Produced in association with Visible Knowledge Project

Staying within the boundaries of grade-school mathematics, we now turn to averages. Recall that you were taught that there are three kinds of averages:

1) the mean or, more technically, the arithmetic mean (the sum of the values divided by the number of cases—what we usually intend when we use the term "average" in everyday conversation);

2) the median (the midpoint in a range of values so that half of the values are higher and half are lower); and

3) the mode (the most often repeated value within a data set).

All three kinds of averages are measures of what statisticians call "central tendency." That is, they represent an effort to identify the center or central number within a range of data, thereby summarizing what the data have in common.

Let’s look at an example of historical analysis that uses averages. Our data set is drawn from the tax list of Russia Township, Ohio, in 1850. The tax list provides property assessments for a total of 392 resident taxpayers. With the help of Microsoft Excel, we have calculated the mean, median, and mode:

Mean=$667
Median=$389
Mode=$260

Why the median and not the mean or the mode? Each of these figures tells us something about the average property holding of a Russia Township taxpayer in 1850. Indeed, depending on what you intend by the term "typical," you could argue that the typical Russia Township taxpayer owned $260, $389, or $667 in assessed property in 1850. It is important to specify which measure you are using when you speak of the "average" or "typical" member of a data set.

Taken together the mean and median tell us something about the larger pattern of property holding in Russia Township that neither reveals on its own. From the fact that the mean is higher than the median, we can infer that the distribution of property assessments is skewed rather than symmetrical. As it happens, the assessments of a small number of quite large property holders raised the mean without affecting the median. This pattern is visually evident in the following graph of the distribution of property assessments:

Graph 3: Distribution of Taxpayers by Assessment Category, Russia Township, Ohio, 1850

As Graph 3 makes clear, there was a large range of property assessments in Russia Township in 1850. And just as averages summarize the central tendency of a data set, other measures are useful for summarizing the dispersion or variability of a data set. The simplest way to specify dispersion is to give the minimum and maximum of the range, $13 and $7358 in the case of Russia Township property assessments. But the minimum and maximum by themselves do not tell us much about how tightly clustered or broadly spread out the bulk of data points are; they just tell us where the extremes lie at either end of the range.

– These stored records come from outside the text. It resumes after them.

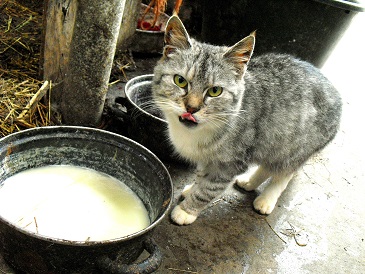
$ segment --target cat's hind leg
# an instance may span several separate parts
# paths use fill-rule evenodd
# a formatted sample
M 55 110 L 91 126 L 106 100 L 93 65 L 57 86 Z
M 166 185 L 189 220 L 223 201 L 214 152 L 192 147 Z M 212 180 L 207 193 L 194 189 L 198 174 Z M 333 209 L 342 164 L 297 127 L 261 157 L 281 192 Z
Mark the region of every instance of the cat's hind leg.
M 271 175 L 272 173 L 261 165 L 251 176 L 248 174 L 237 176 L 236 184 L 246 191 L 252 191 L 265 182 Z
M 270 214 L 292 177 L 293 173 L 274 174 L 271 182 L 269 182 L 264 191 L 254 200 L 254 208 L 261 214 Z

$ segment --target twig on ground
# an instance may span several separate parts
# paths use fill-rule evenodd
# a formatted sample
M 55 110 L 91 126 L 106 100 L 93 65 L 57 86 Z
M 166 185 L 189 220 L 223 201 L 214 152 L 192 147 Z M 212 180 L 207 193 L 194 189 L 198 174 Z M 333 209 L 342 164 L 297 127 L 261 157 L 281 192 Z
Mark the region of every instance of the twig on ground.
M 271 226 L 271 224 L 269 223 L 269 221 L 265 218 L 265 222 L 267 223 L 267 225 L 271 228 L 271 230 L 275 233 L 276 236 L 278 236 L 278 238 L 280 240 L 283 241 L 283 243 L 287 244 L 287 242 L 275 231 L 275 229 Z
M 168 270 L 181 271 L 181 272 L 186 272 L 186 273 L 195 273 L 195 274 L 198 274 L 198 272 L 196 272 L 196 271 L 177 269 L 177 268 L 173 268 L 173 267 L 169 267 Z
M 285 236 L 294 238 L 294 241 L 297 245 L 306 246 L 308 244 L 308 235 L 305 234 L 306 241 L 303 242 L 301 239 L 299 239 L 299 237 L 304 236 L 301 234 L 301 230 L 297 231 L 297 229 L 291 223 L 288 222 L 288 224 L 290 225 L 290 228 L 287 228 L 285 232 L 281 231 L 280 233 L 284 234 Z

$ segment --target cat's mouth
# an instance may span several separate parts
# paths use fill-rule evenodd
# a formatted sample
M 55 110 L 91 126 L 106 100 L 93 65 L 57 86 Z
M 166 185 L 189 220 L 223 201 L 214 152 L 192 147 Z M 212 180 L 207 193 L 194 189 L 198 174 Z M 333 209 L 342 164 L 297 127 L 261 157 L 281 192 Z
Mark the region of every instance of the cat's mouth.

A less intuitive but otherwise more useful summary statistic of dispersion is standard deviation. Technically, standard deviation is defined as "the square root of the arithmetic mean of the squared deviations from the mean"*, and it is calculated according to the following formula:

If this seems a bit confusing, don’t panic. For common sense purposes, you may wish to conceptualize standard deviation in one of three ways. The first is to think of it as a measure of the average of the distances between each data point and the mean of the data set. The standard deviation is not the mean of the distances of the data points from the mean, but it is a kind of average.

A second way to think about standard deviations requires that you imagine a normal distribution or the so-called bell curve as pictured below. You are probably familiar with the notion of a normal distribution because aptitude and achievement tests like the SAT are designed so that test scores will be distributed according to such a symmetrical pattern within a large population.

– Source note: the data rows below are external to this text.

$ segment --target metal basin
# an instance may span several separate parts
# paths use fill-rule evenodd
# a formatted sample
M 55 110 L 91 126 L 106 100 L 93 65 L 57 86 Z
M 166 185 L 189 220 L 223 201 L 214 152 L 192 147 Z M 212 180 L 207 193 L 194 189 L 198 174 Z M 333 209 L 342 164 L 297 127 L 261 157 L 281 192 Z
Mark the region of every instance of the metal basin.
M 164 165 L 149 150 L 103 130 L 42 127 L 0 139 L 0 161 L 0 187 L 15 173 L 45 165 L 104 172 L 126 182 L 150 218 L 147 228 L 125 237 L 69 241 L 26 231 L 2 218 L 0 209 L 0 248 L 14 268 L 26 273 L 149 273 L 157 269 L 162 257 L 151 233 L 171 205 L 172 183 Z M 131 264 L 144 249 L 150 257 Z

Statisticians have established that in all normal distributions approximately 68 percent of the data will fall within one standard deviation on either side of the mean, and approximately 95 percent of the data will fall within two standard deviations on either side of the mean. That does not mean all normal distributions are identical, however. The bell curve can be flatter or steeper depending on the relative dispersion of the data. If the data are spread out, then the curve will be flatter and the standard deviation larger. If the data are tightly clustered around the mean, then the curve will be sharper and the standard deviation smaller. But the proportion of data within one standard deviation (68 percent) and within two standard deviations (95 percent) remains the same across all normal distributions. (Click to see an example of what happens to a normal distribution curve when you change the standard deviation. This link will take you to Berrie's Statistics Page and requires Quicktime player.)

Unfortunately, historical data rarely arrange themselves neatly into a normal distribution. So you may want to think about standard deviation in a third way, by comparing its magnitude to the mean of the data set. As a rule of thumb, when the standard deviation is smaller than the mean, the data are relatively closely clustered and mean is considered a reasonably good representation of the full data set. By contrast, if the standard deviation is greater than the mean, then the data are relatively widely dispersed and the mean is a rather poor representation of the full data set.

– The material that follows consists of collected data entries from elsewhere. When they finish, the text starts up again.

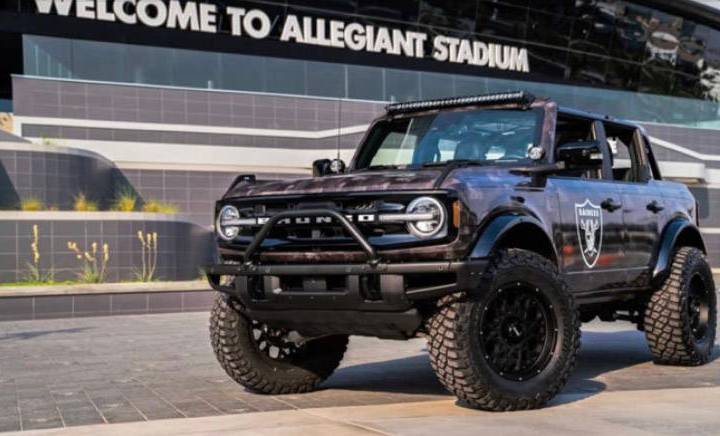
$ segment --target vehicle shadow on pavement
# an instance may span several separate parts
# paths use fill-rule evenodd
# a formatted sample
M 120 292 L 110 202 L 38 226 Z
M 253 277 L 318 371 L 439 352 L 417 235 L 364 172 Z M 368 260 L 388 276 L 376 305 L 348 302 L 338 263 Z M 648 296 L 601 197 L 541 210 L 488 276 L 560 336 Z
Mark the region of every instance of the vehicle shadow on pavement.
M 21 341 L 25 341 L 28 339 L 39 338 L 41 336 L 64 335 L 64 334 L 68 334 L 68 333 L 81 333 L 86 330 L 91 330 L 91 328 L 90 327 L 77 327 L 77 328 L 61 329 L 61 330 L 39 330 L 39 331 L 29 331 L 29 332 L 6 333 L 6 334 L 0 334 L 0 341 L 7 341 L 7 340 L 11 340 L 11 339 L 19 339 Z
M 654 365 L 643 333 L 583 332 L 574 373 L 550 406 L 572 403 L 610 390 L 652 390 L 720 386 L 720 365 L 697 368 Z M 720 354 L 716 346 L 715 359 Z M 437 381 L 427 354 L 339 369 L 324 385 L 388 394 L 449 396 Z M 432 398 L 428 398 L 432 399 Z

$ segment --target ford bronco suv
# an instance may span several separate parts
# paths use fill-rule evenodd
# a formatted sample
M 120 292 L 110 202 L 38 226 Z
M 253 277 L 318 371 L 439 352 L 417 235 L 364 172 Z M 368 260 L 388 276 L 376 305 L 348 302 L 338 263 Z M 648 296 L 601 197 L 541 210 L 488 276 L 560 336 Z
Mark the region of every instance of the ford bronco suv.
M 217 203 L 212 346 L 250 390 L 316 388 L 349 335 L 423 336 L 468 406 L 536 408 L 595 318 L 636 323 L 658 364 L 710 359 L 697 204 L 635 124 L 524 92 L 398 103 L 347 168 L 313 169 Z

If we return to the data set of Russia Township taxpayers in 1850, we can calculate the standard deviation with the help of Microsoft Excel. It is $907, considerably larger than the mean of $667. Here is further evidence that it would be misleading to say, "The typical Russia Township taxpayer was assessed for $667" just because the mean property assessment was $667. In this instance, a better measure of typicality would be the median: $389.